Older children, teens and adults do not need the support of a parent to deal with these sleep interruptions.

Babies, toddlers and young children do. The transition is often referred to as “self-settling/soothing” and has become the Holy Grail of modern parenting.

What Is Sleep Training?

Sleep training is a generic term used to describe any method of hastening this process.

The end goal is more sleep for parents, though it is usually portrayed as more sleep for babies!

Sleep training methods generally fall into two categories.

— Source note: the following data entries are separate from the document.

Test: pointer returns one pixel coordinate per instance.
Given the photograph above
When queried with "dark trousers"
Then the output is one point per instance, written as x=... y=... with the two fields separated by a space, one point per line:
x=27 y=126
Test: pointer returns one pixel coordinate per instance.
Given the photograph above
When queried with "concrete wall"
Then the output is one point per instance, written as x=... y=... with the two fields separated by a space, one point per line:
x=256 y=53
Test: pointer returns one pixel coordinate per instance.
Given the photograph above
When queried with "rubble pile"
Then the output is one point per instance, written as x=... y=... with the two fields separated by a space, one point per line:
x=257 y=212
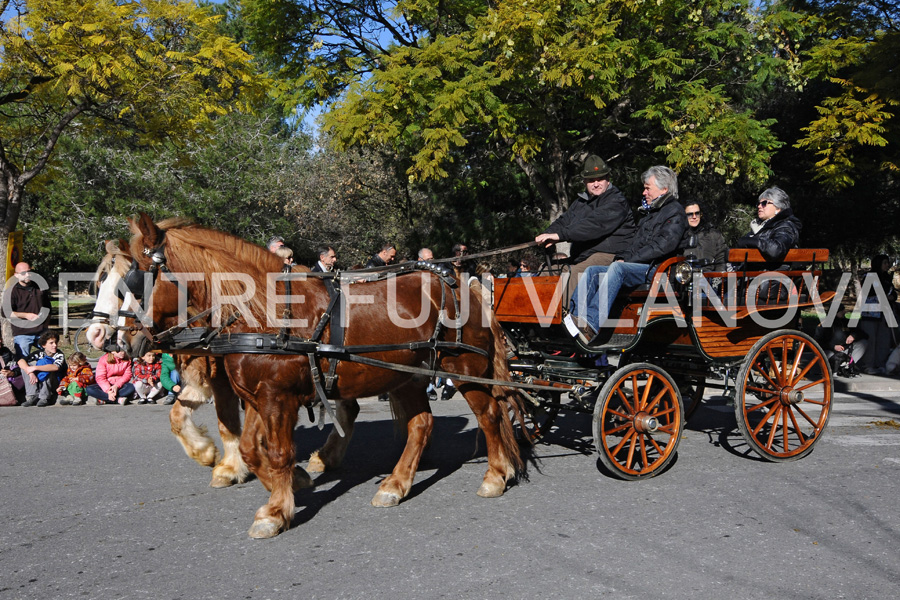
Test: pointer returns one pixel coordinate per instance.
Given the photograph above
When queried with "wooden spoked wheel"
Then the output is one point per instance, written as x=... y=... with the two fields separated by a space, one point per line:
x=784 y=395
x=638 y=421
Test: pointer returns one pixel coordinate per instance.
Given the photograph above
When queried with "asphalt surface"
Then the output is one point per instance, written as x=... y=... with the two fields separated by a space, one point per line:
x=101 y=502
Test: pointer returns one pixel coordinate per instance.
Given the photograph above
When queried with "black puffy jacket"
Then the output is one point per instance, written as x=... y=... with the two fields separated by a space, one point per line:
x=659 y=232
x=777 y=235
x=593 y=224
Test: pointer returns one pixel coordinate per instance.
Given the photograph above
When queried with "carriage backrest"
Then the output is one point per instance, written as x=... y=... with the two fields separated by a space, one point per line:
x=529 y=299
x=801 y=266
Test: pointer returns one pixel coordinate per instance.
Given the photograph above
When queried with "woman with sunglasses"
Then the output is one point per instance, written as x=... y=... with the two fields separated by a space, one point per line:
x=775 y=230
x=704 y=241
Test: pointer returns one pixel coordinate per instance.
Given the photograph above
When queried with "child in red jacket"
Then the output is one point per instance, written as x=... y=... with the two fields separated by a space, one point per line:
x=146 y=378
x=113 y=379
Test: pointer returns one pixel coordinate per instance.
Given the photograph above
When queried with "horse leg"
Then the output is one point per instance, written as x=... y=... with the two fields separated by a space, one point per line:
x=412 y=400
x=331 y=455
x=491 y=417
x=196 y=443
x=231 y=469
x=275 y=516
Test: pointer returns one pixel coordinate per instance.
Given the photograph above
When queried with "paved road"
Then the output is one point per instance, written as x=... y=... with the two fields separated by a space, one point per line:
x=100 y=502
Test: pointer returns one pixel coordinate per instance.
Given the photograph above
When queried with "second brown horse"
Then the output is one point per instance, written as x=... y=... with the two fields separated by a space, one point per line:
x=235 y=276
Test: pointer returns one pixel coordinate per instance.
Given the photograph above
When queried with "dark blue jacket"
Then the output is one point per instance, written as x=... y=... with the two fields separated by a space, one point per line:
x=593 y=224
x=659 y=232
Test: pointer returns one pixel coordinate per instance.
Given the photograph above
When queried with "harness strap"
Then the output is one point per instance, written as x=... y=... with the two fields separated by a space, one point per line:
x=316 y=375
x=336 y=308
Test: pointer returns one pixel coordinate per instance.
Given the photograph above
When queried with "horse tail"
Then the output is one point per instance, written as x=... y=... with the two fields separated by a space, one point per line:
x=509 y=398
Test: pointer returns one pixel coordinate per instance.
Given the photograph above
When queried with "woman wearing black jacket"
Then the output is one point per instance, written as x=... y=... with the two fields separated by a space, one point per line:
x=775 y=230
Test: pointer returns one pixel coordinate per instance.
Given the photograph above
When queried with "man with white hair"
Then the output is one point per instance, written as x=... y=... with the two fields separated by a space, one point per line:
x=426 y=254
x=660 y=227
x=327 y=258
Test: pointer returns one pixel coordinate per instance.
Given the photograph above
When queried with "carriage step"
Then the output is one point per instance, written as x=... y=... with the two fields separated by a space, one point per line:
x=606 y=340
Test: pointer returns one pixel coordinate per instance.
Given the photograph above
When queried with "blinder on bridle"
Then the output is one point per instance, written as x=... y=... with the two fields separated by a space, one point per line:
x=135 y=279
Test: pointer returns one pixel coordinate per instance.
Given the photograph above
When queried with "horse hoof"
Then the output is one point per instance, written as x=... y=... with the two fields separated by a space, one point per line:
x=488 y=490
x=218 y=482
x=301 y=479
x=384 y=499
x=262 y=530
x=316 y=465
x=208 y=457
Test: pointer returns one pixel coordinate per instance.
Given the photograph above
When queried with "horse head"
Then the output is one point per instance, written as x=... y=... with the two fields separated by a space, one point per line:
x=199 y=269
x=119 y=285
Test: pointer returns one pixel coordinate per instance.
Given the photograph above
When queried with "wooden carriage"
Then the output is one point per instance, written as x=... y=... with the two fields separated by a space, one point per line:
x=672 y=335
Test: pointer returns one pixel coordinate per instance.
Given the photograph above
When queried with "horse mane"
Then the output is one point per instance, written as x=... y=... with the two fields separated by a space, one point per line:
x=191 y=248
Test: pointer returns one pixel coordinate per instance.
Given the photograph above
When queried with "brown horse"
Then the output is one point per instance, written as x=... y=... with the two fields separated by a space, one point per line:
x=235 y=278
x=202 y=377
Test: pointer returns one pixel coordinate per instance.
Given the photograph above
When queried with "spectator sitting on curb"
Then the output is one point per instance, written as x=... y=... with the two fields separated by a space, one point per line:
x=39 y=371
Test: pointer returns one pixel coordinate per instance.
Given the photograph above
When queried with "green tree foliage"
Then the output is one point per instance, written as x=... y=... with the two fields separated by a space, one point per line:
x=854 y=133
x=534 y=81
x=149 y=71
x=228 y=181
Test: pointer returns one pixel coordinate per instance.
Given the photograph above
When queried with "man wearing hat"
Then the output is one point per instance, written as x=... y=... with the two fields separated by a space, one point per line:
x=275 y=242
x=599 y=223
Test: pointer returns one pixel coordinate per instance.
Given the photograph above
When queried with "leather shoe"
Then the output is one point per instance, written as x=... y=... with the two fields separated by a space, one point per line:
x=579 y=328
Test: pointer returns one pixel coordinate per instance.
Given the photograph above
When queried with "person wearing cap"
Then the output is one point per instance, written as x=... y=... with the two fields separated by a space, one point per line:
x=775 y=230
x=599 y=223
x=660 y=229
x=27 y=302
x=327 y=258
x=275 y=242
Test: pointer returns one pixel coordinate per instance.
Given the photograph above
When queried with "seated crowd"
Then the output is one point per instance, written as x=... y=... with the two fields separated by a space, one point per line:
x=45 y=377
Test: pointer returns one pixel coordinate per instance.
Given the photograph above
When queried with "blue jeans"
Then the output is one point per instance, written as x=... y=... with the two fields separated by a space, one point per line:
x=24 y=342
x=599 y=287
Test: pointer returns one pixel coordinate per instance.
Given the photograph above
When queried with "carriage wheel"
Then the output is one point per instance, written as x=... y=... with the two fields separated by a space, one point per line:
x=638 y=420
x=82 y=344
x=784 y=395
x=539 y=414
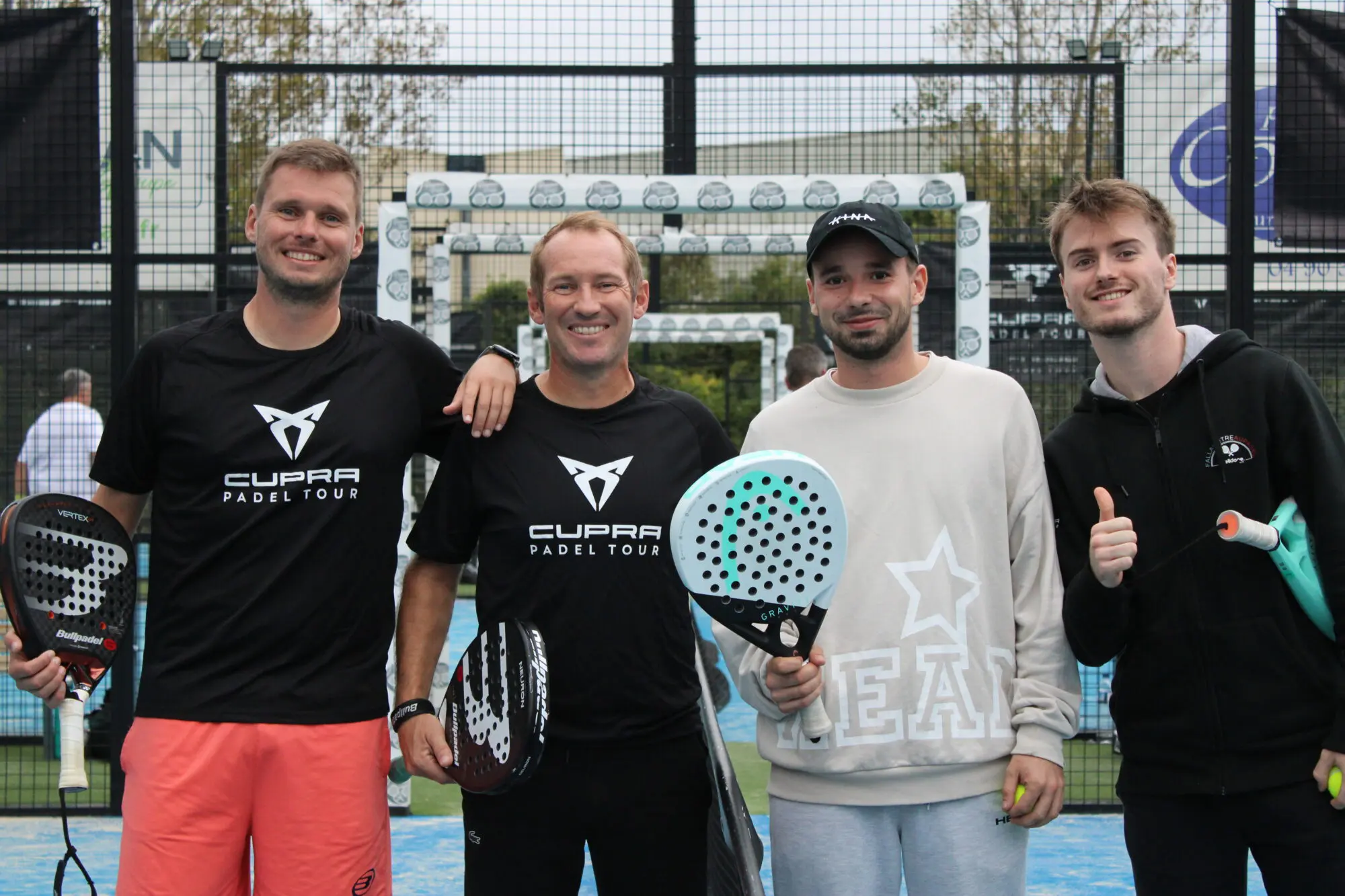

There are those which avoid reinforcement of undesirable behaviour by parental ignoring (e.g. extinction) and those which reinforce desirable behaviour (e.g. positive routines).

Isis Online presents these as:

  • Extinction – unmodified (“Cry It Out“)
  • Graduated extinction (“Controlled Crying“)
  • Extinction with parental presence (Cry It Out with parent in the room/camping out)
  • Positive routines, bedtime routines, and positive reinforcement
  • Scheduled awakenings
  • Parent education/prevention

This article will focus on the variations of extinction. If you prefer, you can read our article about gentle approaches to sleep training instead.

Before embarking upon extinction methods of sleep training, it’s important to understand the potential long-term impacts.

While there’s no doubt these methods show remarkable and often immediate results in altering reliance on parental support during the night.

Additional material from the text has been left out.